The FBI has issued an alert, warning about a dramatic increase in CEO-fraud email scams: To the tune of a 270% increase.
This alarming global epidemic, otherwise known as “whaling,” involves attackers posing as a top company exec in order to trick employees into wiring funds to a scammer bank account—or releasing sensitive information, like W-2 tax forms. The FBI estimates that these scams have cost organizations more than $2.3 billion in losses over the past three years.
“The schemers go to great lengths to spoof company e-mail or use social engineering to assume the identity of the CEO, a company attorney or trusted vendor,” the alert warns. “They research employees who manage money and use language specific to the company they are targeting, then they request a wire fraud transfer using dollar amounts that lend legitimacy.”
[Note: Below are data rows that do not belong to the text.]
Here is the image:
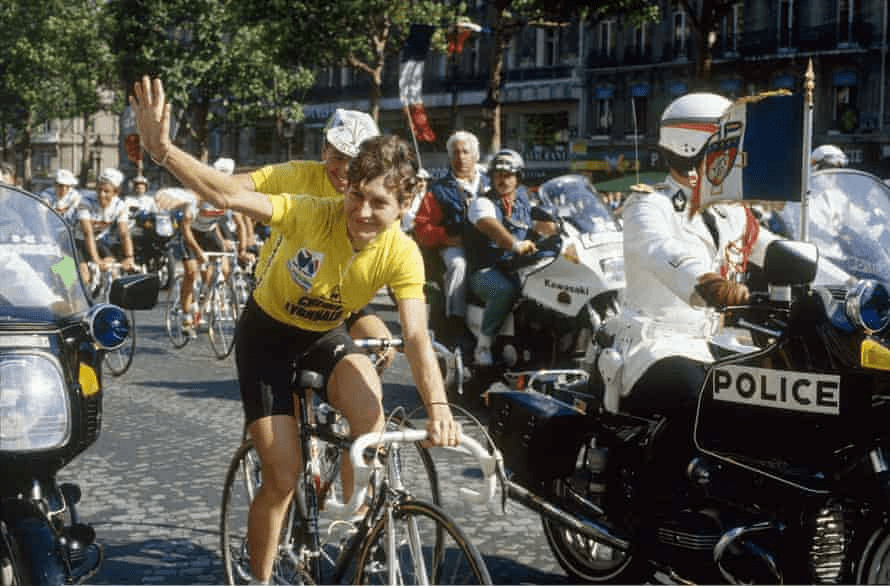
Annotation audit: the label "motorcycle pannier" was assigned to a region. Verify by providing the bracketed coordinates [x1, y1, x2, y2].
[488, 387, 590, 491]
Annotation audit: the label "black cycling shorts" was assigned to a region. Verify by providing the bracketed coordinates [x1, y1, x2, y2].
[182, 230, 225, 260]
[235, 297, 362, 424]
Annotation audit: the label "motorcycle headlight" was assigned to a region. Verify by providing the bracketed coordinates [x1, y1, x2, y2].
[0, 354, 71, 451]
[844, 280, 890, 334]
[85, 303, 130, 350]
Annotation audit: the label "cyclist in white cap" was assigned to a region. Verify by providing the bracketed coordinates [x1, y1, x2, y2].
[235, 108, 395, 366]
[40, 169, 82, 225]
[75, 168, 135, 283]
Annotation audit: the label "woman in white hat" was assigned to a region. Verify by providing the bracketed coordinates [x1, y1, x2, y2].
[75, 168, 134, 283]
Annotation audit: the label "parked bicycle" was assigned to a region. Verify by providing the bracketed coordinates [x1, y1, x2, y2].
[88, 262, 136, 377]
[220, 339, 501, 584]
[164, 252, 245, 360]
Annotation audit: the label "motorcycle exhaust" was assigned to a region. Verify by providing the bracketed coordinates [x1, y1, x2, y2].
[504, 480, 630, 551]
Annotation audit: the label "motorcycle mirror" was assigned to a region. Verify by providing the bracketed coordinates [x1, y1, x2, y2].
[763, 240, 819, 286]
[532, 206, 556, 222]
[108, 273, 161, 309]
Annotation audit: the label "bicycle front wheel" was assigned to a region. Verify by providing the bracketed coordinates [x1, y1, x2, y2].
[104, 309, 136, 376]
[207, 281, 238, 360]
[164, 276, 194, 348]
[355, 500, 491, 584]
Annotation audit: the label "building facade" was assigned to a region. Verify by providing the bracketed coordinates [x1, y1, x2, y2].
[260, 0, 890, 182]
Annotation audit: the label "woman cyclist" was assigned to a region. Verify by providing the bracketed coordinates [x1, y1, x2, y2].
[130, 77, 460, 580]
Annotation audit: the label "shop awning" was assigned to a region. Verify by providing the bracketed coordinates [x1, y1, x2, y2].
[593, 171, 667, 193]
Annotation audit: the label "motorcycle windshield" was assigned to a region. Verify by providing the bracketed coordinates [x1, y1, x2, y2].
[0, 184, 89, 321]
[780, 169, 890, 283]
[537, 175, 621, 233]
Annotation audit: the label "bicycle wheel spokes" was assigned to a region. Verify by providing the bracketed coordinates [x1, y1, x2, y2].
[104, 310, 136, 376]
[208, 282, 238, 360]
[220, 440, 262, 584]
[356, 500, 491, 584]
[164, 276, 189, 348]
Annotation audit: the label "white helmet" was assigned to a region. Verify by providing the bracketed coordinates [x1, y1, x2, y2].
[488, 149, 525, 179]
[658, 92, 732, 159]
[213, 157, 235, 175]
[96, 167, 124, 189]
[324, 108, 380, 157]
[55, 169, 77, 187]
[810, 144, 850, 171]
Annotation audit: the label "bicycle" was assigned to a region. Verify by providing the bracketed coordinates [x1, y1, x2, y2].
[88, 261, 136, 377]
[164, 252, 246, 360]
[220, 339, 502, 584]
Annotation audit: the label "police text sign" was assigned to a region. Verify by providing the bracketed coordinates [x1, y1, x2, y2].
[713, 366, 841, 415]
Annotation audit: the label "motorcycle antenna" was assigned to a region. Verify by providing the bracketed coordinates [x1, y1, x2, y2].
[800, 57, 816, 242]
[630, 96, 640, 185]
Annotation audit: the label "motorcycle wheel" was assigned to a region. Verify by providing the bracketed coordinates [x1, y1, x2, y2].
[0, 522, 25, 586]
[854, 526, 890, 584]
[541, 446, 648, 584]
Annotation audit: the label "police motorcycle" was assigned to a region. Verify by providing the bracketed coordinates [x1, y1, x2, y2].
[437, 175, 624, 393]
[0, 186, 158, 586]
[765, 165, 890, 282]
[487, 232, 890, 583]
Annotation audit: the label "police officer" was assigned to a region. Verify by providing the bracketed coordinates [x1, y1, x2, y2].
[601, 93, 776, 488]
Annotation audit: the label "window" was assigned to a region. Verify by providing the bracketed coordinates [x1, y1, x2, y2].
[834, 85, 859, 132]
[837, 0, 859, 45]
[722, 2, 745, 54]
[627, 96, 649, 134]
[674, 9, 689, 59]
[631, 23, 652, 57]
[538, 29, 559, 67]
[596, 98, 612, 134]
[779, 0, 794, 49]
[599, 20, 615, 55]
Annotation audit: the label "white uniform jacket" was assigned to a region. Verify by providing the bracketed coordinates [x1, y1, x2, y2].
[601, 176, 777, 410]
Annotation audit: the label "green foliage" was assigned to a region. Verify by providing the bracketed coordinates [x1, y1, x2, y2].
[0, 0, 120, 133]
[105, 0, 313, 150]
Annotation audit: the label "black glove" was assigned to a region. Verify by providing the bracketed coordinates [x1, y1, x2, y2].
[695, 273, 748, 307]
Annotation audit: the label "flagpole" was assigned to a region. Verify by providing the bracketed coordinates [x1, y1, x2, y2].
[402, 104, 423, 169]
[800, 58, 816, 242]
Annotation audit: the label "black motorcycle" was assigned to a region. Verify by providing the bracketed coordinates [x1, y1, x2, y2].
[488, 236, 890, 584]
[0, 186, 158, 586]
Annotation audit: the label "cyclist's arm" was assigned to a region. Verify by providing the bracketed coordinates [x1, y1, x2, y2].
[80, 219, 102, 264]
[117, 217, 135, 270]
[398, 299, 460, 445]
[180, 214, 207, 264]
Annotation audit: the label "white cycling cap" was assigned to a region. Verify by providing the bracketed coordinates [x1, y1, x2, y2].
[56, 169, 77, 187]
[324, 108, 380, 157]
[213, 157, 235, 175]
[96, 167, 124, 188]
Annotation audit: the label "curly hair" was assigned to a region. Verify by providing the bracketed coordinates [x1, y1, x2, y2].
[349, 135, 418, 203]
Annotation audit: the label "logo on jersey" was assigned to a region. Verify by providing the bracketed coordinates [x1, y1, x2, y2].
[287, 248, 324, 290]
[713, 365, 841, 415]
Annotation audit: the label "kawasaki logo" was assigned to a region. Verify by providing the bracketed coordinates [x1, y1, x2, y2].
[544, 279, 590, 295]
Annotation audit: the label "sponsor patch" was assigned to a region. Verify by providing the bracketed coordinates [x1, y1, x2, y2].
[713, 365, 841, 415]
[287, 248, 324, 290]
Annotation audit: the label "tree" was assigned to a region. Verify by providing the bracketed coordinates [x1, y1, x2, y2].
[252, 0, 464, 120]
[0, 0, 114, 187]
[106, 0, 313, 161]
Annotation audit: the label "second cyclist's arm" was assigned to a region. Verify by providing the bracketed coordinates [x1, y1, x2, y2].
[398, 299, 452, 422]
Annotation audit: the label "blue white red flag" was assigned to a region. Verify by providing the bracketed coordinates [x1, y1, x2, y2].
[399, 24, 436, 142]
[690, 91, 806, 213]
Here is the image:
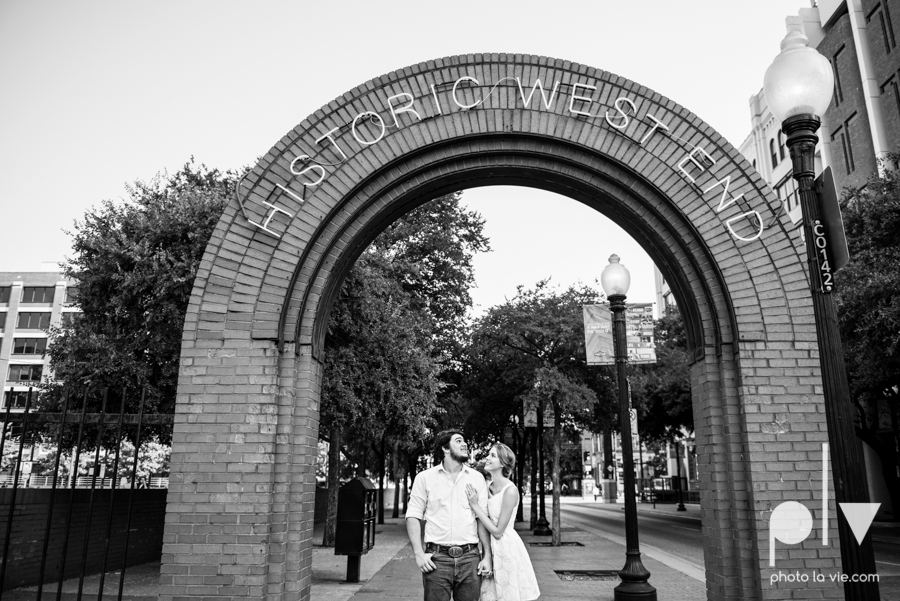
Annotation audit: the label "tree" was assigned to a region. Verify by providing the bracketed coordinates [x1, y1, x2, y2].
[470, 280, 610, 546]
[321, 193, 488, 545]
[835, 155, 900, 515]
[630, 307, 694, 442]
[40, 159, 239, 436]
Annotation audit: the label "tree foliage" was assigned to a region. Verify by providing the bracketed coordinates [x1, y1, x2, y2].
[835, 155, 900, 515]
[630, 307, 694, 441]
[44, 159, 238, 422]
[320, 193, 489, 545]
[464, 280, 615, 545]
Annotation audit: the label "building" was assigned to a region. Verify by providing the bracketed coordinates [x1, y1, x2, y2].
[0, 264, 80, 411]
[739, 0, 900, 226]
[739, 0, 900, 514]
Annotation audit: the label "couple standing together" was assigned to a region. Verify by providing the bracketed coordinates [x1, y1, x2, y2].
[406, 430, 540, 601]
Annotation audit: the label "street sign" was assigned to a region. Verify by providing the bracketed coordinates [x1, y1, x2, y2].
[813, 167, 850, 273]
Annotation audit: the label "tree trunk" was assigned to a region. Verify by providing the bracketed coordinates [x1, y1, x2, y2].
[378, 435, 387, 524]
[600, 428, 616, 480]
[550, 401, 562, 547]
[856, 401, 900, 520]
[322, 426, 342, 547]
[528, 418, 542, 530]
[391, 442, 400, 519]
[513, 426, 525, 522]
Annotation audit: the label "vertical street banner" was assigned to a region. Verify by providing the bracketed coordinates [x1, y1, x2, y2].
[581, 305, 616, 365]
[625, 303, 656, 365]
[522, 398, 556, 428]
[582, 303, 656, 365]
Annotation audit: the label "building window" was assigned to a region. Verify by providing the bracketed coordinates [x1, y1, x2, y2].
[13, 338, 47, 355]
[2, 390, 40, 409]
[59, 311, 81, 328]
[831, 46, 844, 106]
[6, 364, 44, 382]
[831, 113, 856, 173]
[16, 312, 50, 330]
[866, 2, 897, 54]
[775, 173, 800, 213]
[22, 286, 55, 303]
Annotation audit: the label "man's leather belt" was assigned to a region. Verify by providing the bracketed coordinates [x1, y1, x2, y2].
[425, 543, 478, 557]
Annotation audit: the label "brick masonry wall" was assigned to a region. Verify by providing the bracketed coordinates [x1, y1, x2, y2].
[0, 489, 167, 594]
[160, 54, 842, 601]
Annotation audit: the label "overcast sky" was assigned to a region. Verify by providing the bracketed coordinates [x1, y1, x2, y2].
[0, 0, 808, 316]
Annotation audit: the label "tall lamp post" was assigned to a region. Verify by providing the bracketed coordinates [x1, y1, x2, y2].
[764, 24, 880, 601]
[600, 255, 656, 601]
[675, 440, 687, 511]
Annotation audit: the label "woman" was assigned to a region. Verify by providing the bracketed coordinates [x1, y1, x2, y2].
[466, 444, 541, 601]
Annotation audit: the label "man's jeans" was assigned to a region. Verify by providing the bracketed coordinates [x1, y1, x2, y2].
[422, 547, 481, 601]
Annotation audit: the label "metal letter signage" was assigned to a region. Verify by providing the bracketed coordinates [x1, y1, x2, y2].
[238, 68, 772, 241]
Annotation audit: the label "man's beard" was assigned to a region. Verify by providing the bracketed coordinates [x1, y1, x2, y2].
[450, 449, 469, 463]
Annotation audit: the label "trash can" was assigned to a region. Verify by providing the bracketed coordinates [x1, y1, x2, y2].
[334, 478, 377, 582]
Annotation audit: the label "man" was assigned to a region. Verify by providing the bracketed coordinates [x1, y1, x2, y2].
[406, 430, 491, 601]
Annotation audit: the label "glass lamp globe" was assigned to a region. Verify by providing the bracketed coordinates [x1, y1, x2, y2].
[763, 23, 834, 123]
[600, 255, 631, 296]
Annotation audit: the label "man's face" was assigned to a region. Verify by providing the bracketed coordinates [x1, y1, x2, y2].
[450, 434, 469, 463]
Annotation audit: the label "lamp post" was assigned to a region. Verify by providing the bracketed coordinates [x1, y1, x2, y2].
[675, 440, 687, 511]
[600, 255, 656, 601]
[764, 24, 880, 601]
[532, 380, 553, 536]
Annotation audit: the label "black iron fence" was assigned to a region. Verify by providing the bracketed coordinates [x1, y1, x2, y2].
[0, 389, 174, 601]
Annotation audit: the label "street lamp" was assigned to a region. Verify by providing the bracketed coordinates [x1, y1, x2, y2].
[600, 255, 656, 601]
[675, 440, 687, 511]
[763, 24, 879, 600]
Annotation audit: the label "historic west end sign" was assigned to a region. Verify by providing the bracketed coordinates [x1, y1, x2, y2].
[161, 54, 840, 600]
[239, 75, 778, 242]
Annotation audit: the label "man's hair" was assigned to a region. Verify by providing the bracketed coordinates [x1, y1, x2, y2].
[494, 442, 516, 478]
[434, 430, 463, 465]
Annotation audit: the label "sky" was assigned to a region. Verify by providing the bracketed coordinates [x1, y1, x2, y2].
[0, 0, 808, 314]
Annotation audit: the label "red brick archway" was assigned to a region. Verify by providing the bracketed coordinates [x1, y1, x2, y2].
[161, 54, 840, 600]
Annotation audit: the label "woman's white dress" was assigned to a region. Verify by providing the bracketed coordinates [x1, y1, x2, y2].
[481, 482, 541, 601]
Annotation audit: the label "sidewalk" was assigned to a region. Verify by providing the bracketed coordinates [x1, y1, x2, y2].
[326, 506, 706, 601]
[3, 497, 900, 601]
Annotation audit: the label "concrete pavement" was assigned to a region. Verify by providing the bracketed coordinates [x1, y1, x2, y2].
[3, 497, 900, 601]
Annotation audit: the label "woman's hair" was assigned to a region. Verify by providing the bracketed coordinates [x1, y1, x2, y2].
[494, 442, 516, 478]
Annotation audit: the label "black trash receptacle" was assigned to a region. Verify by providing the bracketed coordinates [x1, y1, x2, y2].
[334, 478, 377, 582]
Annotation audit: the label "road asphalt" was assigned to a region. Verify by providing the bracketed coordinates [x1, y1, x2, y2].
[3, 497, 900, 601]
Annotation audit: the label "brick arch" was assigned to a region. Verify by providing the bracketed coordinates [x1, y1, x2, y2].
[162, 54, 839, 599]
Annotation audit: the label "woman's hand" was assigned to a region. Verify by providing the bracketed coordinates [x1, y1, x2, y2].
[466, 484, 478, 507]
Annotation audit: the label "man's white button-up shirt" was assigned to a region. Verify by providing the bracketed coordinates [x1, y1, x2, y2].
[406, 463, 487, 545]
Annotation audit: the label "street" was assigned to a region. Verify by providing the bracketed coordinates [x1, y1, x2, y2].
[525, 499, 900, 600]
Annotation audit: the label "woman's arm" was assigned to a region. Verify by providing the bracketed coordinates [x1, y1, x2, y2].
[466, 484, 506, 538]
[466, 484, 519, 540]
[491, 485, 519, 538]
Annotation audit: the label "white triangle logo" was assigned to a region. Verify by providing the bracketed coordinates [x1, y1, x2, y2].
[838, 503, 881, 545]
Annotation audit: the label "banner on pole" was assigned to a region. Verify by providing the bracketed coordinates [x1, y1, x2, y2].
[582, 303, 656, 365]
[581, 305, 616, 365]
[522, 398, 556, 428]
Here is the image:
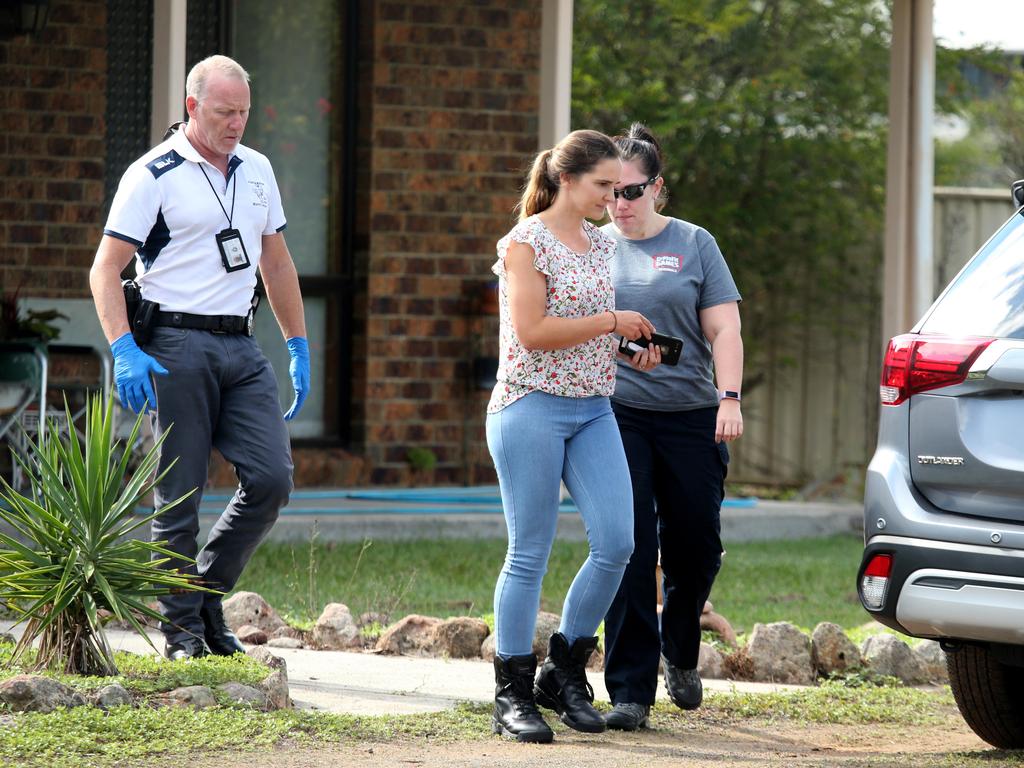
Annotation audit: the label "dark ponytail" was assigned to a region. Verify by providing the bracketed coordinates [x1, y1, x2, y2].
[614, 123, 669, 211]
[516, 131, 618, 221]
[517, 150, 558, 221]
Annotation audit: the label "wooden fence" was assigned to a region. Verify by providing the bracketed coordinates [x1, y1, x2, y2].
[729, 187, 1013, 494]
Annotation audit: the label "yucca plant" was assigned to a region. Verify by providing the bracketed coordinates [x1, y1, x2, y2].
[0, 395, 203, 675]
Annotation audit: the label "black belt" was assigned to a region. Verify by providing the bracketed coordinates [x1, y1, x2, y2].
[153, 311, 253, 336]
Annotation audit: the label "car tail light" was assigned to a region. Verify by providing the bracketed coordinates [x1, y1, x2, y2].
[860, 555, 893, 610]
[879, 334, 993, 406]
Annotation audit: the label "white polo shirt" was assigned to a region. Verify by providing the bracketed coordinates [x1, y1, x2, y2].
[103, 127, 287, 315]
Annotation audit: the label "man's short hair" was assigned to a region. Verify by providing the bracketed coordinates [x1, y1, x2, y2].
[185, 53, 249, 101]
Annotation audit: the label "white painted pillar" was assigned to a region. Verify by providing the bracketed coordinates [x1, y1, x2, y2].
[150, 0, 188, 144]
[538, 0, 572, 150]
[882, 0, 935, 341]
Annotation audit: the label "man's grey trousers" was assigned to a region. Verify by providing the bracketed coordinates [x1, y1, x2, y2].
[143, 328, 292, 643]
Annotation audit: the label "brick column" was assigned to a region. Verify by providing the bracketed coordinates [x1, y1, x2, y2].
[362, 0, 541, 484]
[0, 0, 106, 297]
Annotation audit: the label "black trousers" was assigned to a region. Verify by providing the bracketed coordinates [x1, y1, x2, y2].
[604, 403, 729, 705]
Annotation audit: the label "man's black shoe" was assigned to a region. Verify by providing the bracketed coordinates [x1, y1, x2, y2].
[199, 598, 246, 656]
[604, 701, 650, 731]
[663, 657, 703, 710]
[164, 637, 210, 662]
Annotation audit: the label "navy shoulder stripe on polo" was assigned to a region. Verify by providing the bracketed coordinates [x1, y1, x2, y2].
[103, 229, 142, 248]
[138, 211, 171, 269]
[145, 150, 185, 178]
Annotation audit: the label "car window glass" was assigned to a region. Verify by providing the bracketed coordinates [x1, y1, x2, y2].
[921, 215, 1024, 339]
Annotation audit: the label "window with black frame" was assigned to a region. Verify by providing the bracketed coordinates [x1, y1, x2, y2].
[229, 0, 352, 443]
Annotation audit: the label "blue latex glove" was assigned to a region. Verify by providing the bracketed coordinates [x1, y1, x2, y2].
[285, 336, 309, 421]
[111, 333, 167, 414]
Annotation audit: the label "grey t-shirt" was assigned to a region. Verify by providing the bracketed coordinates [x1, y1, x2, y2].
[601, 218, 740, 411]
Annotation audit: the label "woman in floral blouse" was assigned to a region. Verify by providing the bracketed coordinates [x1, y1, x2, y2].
[486, 131, 658, 742]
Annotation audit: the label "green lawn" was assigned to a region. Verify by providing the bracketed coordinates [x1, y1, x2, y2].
[238, 536, 868, 632]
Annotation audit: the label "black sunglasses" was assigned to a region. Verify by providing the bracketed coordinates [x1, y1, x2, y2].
[611, 176, 657, 201]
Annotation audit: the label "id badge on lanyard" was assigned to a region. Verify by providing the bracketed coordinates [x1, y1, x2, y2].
[217, 227, 250, 272]
[199, 165, 252, 272]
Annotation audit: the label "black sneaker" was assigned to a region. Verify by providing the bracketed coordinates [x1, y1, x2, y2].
[604, 701, 650, 731]
[164, 637, 210, 662]
[199, 598, 246, 656]
[663, 657, 703, 710]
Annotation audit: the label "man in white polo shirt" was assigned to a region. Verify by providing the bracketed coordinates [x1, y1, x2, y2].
[89, 56, 309, 658]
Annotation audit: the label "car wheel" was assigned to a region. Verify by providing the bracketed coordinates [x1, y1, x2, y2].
[946, 645, 1024, 750]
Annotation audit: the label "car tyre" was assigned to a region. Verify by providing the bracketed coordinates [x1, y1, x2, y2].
[946, 645, 1024, 750]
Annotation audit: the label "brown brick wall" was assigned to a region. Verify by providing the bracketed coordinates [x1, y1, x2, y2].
[364, 0, 541, 484]
[0, 0, 106, 297]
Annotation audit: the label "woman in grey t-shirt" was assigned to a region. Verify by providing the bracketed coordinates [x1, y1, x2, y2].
[602, 123, 743, 730]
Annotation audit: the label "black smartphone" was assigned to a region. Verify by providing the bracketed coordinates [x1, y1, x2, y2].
[618, 333, 683, 366]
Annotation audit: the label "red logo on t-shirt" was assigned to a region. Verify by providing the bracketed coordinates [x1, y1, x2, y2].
[650, 253, 683, 272]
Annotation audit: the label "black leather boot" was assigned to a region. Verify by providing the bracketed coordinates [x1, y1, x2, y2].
[534, 632, 606, 733]
[493, 654, 555, 744]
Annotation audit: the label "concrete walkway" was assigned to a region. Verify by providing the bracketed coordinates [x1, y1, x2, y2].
[0, 622, 798, 715]
[0, 495, 862, 715]
[193, 485, 863, 546]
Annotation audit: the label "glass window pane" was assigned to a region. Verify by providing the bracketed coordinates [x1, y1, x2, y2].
[232, 0, 338, 274]
[921, 215, 1024, 339]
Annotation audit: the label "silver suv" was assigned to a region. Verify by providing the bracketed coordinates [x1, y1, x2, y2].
[857, 181, 1024, 749]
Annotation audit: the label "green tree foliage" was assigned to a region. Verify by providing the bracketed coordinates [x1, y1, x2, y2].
[572, 0, 890, 382]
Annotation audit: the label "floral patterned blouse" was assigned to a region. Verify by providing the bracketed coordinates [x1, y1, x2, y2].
[487, 216, 615, 414]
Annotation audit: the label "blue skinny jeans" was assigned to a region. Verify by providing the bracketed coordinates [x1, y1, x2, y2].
[486, 391, 633, 658]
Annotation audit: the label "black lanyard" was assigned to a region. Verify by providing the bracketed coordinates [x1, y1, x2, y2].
[199, 163, 239, 228]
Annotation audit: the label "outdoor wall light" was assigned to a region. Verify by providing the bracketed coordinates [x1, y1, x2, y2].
[0, 0, 50, 37]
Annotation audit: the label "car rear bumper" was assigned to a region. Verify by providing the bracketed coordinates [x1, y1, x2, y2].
[857, 536, 1024, 645]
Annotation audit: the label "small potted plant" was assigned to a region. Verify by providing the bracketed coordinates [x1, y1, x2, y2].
[0, 290, 68, 397]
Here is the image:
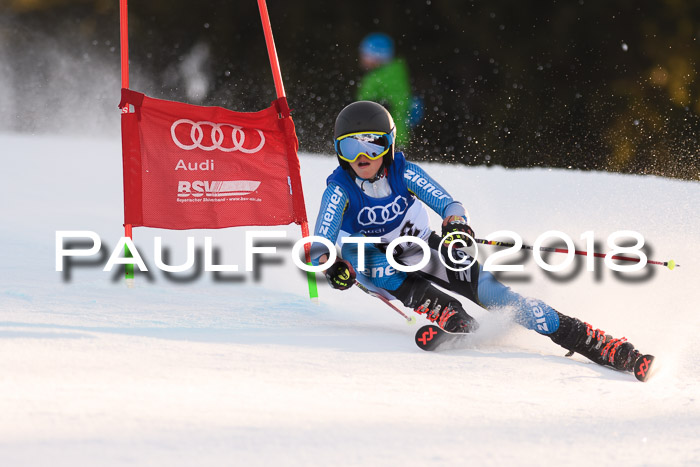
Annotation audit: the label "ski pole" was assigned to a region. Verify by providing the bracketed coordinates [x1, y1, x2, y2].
[476, 238, 681, 271]
[355, 279, 416, 324]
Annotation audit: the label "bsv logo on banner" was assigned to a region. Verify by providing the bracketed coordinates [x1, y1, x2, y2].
[357, 195, 408, 226]
[170, 118, 265, 154]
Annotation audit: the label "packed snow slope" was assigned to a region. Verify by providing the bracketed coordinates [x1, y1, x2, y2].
[0, 134, 700, 466]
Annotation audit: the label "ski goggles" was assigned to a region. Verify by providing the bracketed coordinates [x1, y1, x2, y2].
[335, 129, 396, 162]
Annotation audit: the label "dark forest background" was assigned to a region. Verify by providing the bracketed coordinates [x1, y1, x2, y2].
[0, 0, 700, 180]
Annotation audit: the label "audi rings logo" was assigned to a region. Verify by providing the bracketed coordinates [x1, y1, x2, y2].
[170, 118, 265, 154]
[357, 195, 408, 226]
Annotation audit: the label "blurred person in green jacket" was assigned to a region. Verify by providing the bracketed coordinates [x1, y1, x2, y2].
[357, 32, 421, 147]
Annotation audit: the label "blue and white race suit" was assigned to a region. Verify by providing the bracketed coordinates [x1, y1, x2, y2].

Victims range from large corporations to tech companies to small businesses to non-profit organizations. Many times, the fraud targets businesses that work with foreign suppliers or regularly perform wire transfer payments. From October 2013 through February 2016, law enforcement received reports from 17,642 victims. Law enforcement globally has received complaints from victims in every US state and in at least 79 countries.
Rohyt Belani, CEO and co-founder of PhishMe, said that even cybersecurity companies aren’t immune. PhishMe’s VP of finance received this exact type of CEO-fraud email scam last year, where an email appeared to be from Belani, requesting a wire transfer. In that case, the effort failed.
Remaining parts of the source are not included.